Neural Ordinary Differential Equations for Simulating Metabolic Pathway Dynamics from Time-Series Multiomics Data
Udesh Habaraduwa, Andrei Lixandru
TL;DR
The paper addresses the challenge of predicting complex metabolic pathway dynamics from noisy time-series multiomics data. It introduces Neural Ordinary Differential Equations to learn continuous, latent interactions between the proteome and metabolome in engineered E. coli, outperforming traditional baseline pipelines in modeling pathways such as limonene and isopentenol. Key contributions include significant RMSE improvements (up to ~95%), substantial speedups in training and inference, and the demonstration that physiology-informed regularization improves learning. This approach enables rapid, high-fidelity simulations for metabolic engineering and tailored biomedical applications, with potential to accelerate design iterations and discovery.
Abstract
The advancement of human healthspan and bioengineering relies heavily on predicting the behavior of complex biological systems.
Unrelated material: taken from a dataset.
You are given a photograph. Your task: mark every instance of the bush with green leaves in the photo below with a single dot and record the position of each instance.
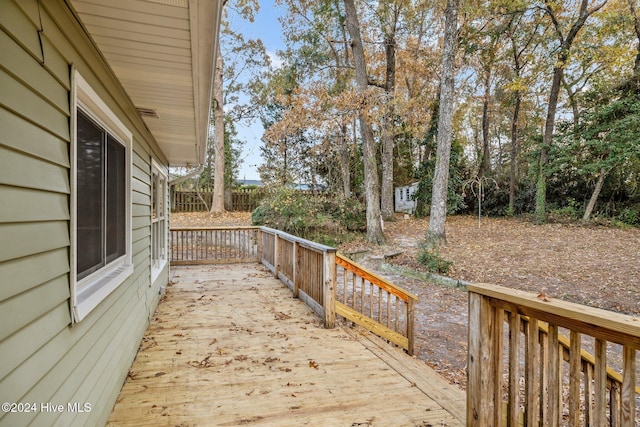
(319, 217)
While high-throughput multiomics data is becoming increasingly abundant, converting this data into actionable predictive models remains a bottleneck. High-capacity, datadriven simulation systems are critical in this landscape; unlike classical mechanistic models restricted by prior knowledge, these architectures can infer latent interactions directly from observational data, allowing for the simulation of temporal trajectories and the anticipation of downstream intervention effects in personalized medicine and synthetic biology. To address this challenge, we introduce Neural Ordinary Differential Equations (NODEs) as a dynamic framework for learning the complex interplay between the proteome and metabolome. We applied this framework to time-series data derived from engineered Escherichia coli strains, modeling the continuous dynamics of metabolic pathways. The proposed NODE architecture demonstrates superior performance in capturing system dynamics compared to traditional machine learning pipelines. Our results show a greater than 90% improvement in root mean squared error over baselines across both Limonene (up to 94.38% improvement) and Isopentenol (up to 97.65% improvement) pathway datasets. Furthermore, the NODE models demonstrated a 1000x acceleration in inference time, establishing them as a scalable, high-fidelity tool for the next generation of metabolic engineering and biological discovery.